Apologies for the delay in responding.  That within marriage husbands are the "head" and wives are the "heart" or "body" has been part of catholic teaching and tradition. If I'm understanding you correctly, you don't disagree with that,  just the idea of what is commonly understood as "headship."  I also don't like the term for that reason. 

Post Vatican II the Church has moved away from that language, but throwing out the scripture-based analogy seems hasty. Complementarity of the sexes and mutual submission don't necessarily challenge the analogy but bring deeper meaning to it. Maybe we agree here.


Katie van Schaijik

Jul 3, 2016 11:22pm

Thanks, Peggy. We're at least very close to each other, I think, if not in complete agreement.

I don't think there has been anything hasty about the Church's developing understanding of marriage. And it's not the head/heart analogy that's been rejected, but rather a particular interpretation of Ephesians, according to which the husband has authority over his wife. That interpretation, too, has been part of Catholic teaching and tradition, but it's been superseded in recent decades by a deeper (more personalist) understanding. (Thank you, St. Pope John Paul!)

You're right that that understanding does not preclude a genuine difference and complementarity between the sexes.  I like the head/heart analogy a lot, provided the heart is understood to be a spiritual faculty, on par with reason and will, not subordinate to them.


Sam Roeble

Oct 14, 2016 10:28am

Katie van Schaijik wrote:

You're right that that understanding does not preclude a genuine difference and complementarity between the sexes.

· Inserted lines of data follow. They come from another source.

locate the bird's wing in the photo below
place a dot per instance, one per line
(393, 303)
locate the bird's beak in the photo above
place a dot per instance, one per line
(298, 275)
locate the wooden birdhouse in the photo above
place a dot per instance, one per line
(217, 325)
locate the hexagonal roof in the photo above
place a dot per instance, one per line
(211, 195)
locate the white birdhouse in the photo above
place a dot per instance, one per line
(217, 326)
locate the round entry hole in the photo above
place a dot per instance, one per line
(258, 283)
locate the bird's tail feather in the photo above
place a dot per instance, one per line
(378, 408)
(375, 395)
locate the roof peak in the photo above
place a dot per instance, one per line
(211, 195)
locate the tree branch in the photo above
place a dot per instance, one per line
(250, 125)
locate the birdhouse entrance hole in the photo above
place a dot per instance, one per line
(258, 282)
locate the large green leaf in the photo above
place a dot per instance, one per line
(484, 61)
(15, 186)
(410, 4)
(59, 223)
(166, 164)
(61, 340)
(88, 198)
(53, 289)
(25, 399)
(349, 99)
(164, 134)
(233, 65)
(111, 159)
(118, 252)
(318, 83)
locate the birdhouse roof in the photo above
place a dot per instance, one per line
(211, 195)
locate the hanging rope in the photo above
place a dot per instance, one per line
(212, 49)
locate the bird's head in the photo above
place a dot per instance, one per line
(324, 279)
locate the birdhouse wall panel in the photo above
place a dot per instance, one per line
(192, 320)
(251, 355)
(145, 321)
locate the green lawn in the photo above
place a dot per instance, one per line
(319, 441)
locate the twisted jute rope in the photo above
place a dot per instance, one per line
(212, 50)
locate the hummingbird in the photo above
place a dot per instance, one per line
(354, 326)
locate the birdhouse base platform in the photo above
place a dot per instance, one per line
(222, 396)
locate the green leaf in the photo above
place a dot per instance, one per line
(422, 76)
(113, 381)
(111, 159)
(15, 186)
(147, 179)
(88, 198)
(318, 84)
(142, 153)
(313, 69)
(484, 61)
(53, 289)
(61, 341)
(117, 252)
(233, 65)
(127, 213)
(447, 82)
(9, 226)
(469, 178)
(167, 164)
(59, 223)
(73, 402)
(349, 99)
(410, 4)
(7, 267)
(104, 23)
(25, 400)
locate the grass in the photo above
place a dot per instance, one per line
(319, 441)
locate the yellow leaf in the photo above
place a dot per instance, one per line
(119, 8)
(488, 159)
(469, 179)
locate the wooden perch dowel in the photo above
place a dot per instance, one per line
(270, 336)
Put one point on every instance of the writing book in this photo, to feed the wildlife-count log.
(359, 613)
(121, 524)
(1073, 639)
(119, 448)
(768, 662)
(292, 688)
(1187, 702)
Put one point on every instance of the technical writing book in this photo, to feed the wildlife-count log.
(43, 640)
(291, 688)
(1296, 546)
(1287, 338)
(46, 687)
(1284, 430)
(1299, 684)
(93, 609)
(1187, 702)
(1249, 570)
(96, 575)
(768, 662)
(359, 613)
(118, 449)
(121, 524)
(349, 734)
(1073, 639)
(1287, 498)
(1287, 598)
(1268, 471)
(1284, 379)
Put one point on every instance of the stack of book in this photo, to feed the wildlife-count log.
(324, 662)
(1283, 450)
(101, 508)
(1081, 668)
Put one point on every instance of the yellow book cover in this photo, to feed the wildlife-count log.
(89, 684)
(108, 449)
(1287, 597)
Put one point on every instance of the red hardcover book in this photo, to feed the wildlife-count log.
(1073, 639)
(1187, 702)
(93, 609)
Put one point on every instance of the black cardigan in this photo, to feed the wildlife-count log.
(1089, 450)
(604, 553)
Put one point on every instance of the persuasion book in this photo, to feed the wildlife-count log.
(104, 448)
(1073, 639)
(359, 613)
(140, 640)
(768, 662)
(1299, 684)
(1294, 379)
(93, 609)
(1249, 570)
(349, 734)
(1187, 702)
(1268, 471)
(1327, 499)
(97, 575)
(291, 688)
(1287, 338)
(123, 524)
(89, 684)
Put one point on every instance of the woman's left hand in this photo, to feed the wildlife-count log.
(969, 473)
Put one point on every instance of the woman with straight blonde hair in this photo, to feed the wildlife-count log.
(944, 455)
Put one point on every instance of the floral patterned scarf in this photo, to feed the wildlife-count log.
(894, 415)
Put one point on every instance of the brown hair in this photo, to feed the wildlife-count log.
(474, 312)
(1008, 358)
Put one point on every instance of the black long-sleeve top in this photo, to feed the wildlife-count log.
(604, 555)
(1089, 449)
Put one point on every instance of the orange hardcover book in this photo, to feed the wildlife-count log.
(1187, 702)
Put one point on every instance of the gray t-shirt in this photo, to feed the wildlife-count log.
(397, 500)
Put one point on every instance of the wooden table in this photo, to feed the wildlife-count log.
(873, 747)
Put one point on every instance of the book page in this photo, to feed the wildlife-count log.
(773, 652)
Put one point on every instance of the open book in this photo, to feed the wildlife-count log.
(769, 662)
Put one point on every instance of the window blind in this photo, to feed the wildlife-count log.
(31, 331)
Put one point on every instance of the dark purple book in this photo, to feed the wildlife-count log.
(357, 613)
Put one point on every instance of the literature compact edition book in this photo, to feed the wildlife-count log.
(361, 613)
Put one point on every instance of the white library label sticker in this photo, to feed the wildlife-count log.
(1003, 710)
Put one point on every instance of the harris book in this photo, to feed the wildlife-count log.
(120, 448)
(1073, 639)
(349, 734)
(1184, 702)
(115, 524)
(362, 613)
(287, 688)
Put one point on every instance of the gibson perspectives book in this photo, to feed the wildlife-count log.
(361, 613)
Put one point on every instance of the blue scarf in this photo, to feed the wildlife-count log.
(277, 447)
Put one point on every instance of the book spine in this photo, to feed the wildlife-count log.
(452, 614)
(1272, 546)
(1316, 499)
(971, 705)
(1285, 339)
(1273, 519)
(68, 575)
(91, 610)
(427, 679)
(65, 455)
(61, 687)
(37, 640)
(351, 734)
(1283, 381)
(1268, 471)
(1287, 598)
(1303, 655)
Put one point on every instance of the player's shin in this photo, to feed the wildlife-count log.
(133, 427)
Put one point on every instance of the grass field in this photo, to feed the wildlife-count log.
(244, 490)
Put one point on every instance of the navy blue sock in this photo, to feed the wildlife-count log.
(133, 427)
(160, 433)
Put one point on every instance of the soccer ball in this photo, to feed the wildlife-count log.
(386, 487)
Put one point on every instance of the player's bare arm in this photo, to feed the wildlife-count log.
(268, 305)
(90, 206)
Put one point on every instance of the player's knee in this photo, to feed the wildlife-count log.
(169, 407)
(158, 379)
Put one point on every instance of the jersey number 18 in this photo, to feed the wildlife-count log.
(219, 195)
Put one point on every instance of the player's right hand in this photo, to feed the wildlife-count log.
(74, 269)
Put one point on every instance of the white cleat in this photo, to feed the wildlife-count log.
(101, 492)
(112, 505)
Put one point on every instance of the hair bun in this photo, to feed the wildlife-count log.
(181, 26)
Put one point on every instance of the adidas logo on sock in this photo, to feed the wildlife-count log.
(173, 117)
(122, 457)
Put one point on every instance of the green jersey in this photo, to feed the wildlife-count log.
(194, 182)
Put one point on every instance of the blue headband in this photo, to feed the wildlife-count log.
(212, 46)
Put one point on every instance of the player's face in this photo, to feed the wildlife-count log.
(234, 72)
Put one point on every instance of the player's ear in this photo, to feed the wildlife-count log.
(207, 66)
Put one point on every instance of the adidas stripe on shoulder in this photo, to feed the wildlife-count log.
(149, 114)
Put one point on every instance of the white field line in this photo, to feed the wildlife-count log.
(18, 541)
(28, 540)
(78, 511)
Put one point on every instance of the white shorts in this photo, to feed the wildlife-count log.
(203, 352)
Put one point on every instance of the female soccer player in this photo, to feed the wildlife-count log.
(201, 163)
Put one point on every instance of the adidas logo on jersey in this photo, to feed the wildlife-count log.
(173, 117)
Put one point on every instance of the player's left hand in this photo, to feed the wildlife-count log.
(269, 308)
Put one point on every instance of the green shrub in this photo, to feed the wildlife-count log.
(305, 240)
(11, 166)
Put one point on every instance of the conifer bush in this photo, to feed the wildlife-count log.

 I highly recommend the work of Dr. Deborah Savage on "Masculine Genius", in addition to her insistence on complementarity as mission.  IMO, it's crucial for Catholics to appreciate both the "feminine genius" identified by JPII in MD, and the "masculine genius" identified by Dr. Savage.  Together, these can help us combat the gender confusion in the world, but also live mutual submission and complementarity with renewed understanding and respect.